Green light for new grain distillery in Scotland
Planning for the construction of St Boswells Distillery, Scotland’s first grain distillery in a decade, has been approved to start in 2022.
Building plans have been permitted for Scotland’s lowest-carbon grain distillery, according to Jackson Distillers, which will be located in Charlesfield Industrial Estate, Boswell, near Melrose.
Trevor Jackson, founder and CEO of Jackson Distillers, said: “This is another significant step forward in the process to create the Scottish borders’ first major grain distillery.
“We have had great support for our proposals from local stakeholders across the region and have worked closely with Scottish Borders Council to ensure we created plans that fit into the landscape, present climate change mitigation opportunities and support the local community.”

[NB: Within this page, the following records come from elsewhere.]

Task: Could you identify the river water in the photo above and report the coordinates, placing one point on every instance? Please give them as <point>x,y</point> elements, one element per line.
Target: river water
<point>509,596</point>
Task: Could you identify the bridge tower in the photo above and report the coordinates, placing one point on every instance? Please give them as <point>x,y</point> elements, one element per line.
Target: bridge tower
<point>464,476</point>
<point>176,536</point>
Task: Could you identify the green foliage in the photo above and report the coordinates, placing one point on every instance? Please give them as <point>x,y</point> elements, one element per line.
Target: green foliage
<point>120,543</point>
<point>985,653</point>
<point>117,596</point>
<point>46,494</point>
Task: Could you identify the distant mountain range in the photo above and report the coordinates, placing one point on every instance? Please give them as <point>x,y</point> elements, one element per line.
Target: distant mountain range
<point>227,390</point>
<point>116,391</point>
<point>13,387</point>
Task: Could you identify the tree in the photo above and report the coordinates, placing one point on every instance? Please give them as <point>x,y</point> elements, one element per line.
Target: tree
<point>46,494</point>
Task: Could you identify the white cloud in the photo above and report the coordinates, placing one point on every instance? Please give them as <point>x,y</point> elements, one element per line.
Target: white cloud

The new development will boast the latest distilling technology, designed to reduce carbon emissions and maximise recycling with its zero waste landfill.
It will produce 20 million litres of pure alcohol a year to use in Scotch whisky blending, and as a neutral spirit for both gin and vodka.
The site will source local cereals from the surrounding area of Tweed Valley, and process them into a spirit with renewable energy.
Cereals, once spent, will be passed to the adjacent anaerobic digestion plant, where they will be converted into methane, with the remaining material being used as soil conditioner for the crops.
The approved planning application will facilitate a £46m (US$62m) investment in the local economy, creating approximately 200 construction jobs, along with 20 permanent jobs, which will support the rural community.
Construction for St Boswells Distillery will start next year. It is expected to last 18 months, with the distillery producing spirits by 2024.
Jackson added: “We are grateful to everyone who has helped us to get to this stage and will continue to work with local stakeholders as we now progress with construction.”
Johnnie Walker owner Diageo recently revealed its distillery in Quebec, Canada, is aiming to convert to 100% electric power by 2025.